Published in final edited form as: J Eval Clin Pract. 2010 Oct 6;17(3):429–434. doi: 10.1111/j.1365-2753.2010.01444.x

Table 1.

Controlling for confounders in three study designs

Study design Inherent control for confounders Interpretation of unadjusted effect size Interpretation of adjusted effect size
Randomized Controls for observed and, by assumption, unobserved confounders Effect size is unbiased estimate of unconfounded population effect size Effect size is unbiased estimate of unconfounded population effect size Power of the test of treatment effect may increase*
Case–control Controls for observed confounders on which groups are matched.
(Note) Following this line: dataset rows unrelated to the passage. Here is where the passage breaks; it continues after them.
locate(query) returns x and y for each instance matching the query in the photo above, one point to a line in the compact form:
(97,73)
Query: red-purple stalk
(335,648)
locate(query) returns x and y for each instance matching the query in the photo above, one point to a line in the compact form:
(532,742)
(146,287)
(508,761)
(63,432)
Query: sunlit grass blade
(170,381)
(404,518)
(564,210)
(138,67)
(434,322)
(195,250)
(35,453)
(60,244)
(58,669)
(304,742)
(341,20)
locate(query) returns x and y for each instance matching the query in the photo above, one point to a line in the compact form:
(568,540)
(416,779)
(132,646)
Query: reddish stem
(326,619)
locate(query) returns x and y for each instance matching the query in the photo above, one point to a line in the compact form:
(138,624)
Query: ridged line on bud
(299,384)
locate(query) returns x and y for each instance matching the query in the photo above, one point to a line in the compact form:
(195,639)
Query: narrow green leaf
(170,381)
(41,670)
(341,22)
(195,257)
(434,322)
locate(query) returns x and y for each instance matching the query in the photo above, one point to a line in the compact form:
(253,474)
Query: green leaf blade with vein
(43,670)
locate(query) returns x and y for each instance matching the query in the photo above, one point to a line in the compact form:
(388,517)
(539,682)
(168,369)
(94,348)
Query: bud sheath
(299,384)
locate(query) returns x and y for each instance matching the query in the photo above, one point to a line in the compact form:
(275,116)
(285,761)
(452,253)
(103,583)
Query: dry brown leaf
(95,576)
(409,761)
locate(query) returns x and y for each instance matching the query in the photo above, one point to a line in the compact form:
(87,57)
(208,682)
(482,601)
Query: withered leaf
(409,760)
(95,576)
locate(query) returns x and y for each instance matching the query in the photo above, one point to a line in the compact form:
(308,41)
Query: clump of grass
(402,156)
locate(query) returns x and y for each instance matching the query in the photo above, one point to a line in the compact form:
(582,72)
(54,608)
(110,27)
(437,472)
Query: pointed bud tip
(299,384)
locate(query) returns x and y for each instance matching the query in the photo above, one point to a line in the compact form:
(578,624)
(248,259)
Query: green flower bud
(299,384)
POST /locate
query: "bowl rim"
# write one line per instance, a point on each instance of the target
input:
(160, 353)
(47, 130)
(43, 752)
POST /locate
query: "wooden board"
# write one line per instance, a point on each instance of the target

Does not control for unmatched or unobserved confounders Effect size is unbiased estimate of population effect size if groups are matched on all observed confounders Effect size is unbiased if all observed confounders are adjusted for either by matching or in analysis
Quasi-experimental or observational cohort No inherent control for confounders Effect size is biased, and usually artificially large, except in the rare case in which there are no confounders (observed or unobserved) Effect size is unbiased if adjustment is for all confounders and there are no unobserved confounders
*

In a linear model, this increase in power is due to the potential increase in precision of the effect size estimate. In a non-linear model (e.g. logistic regression, Poisson regression, Cox models), adjustment for covariates in a randomized study cannot increase (and is likely to decrease) the precision of the treatment effect, but it can be expected to increase the treatment effect size in randomized trials, leading to increased power [27,34].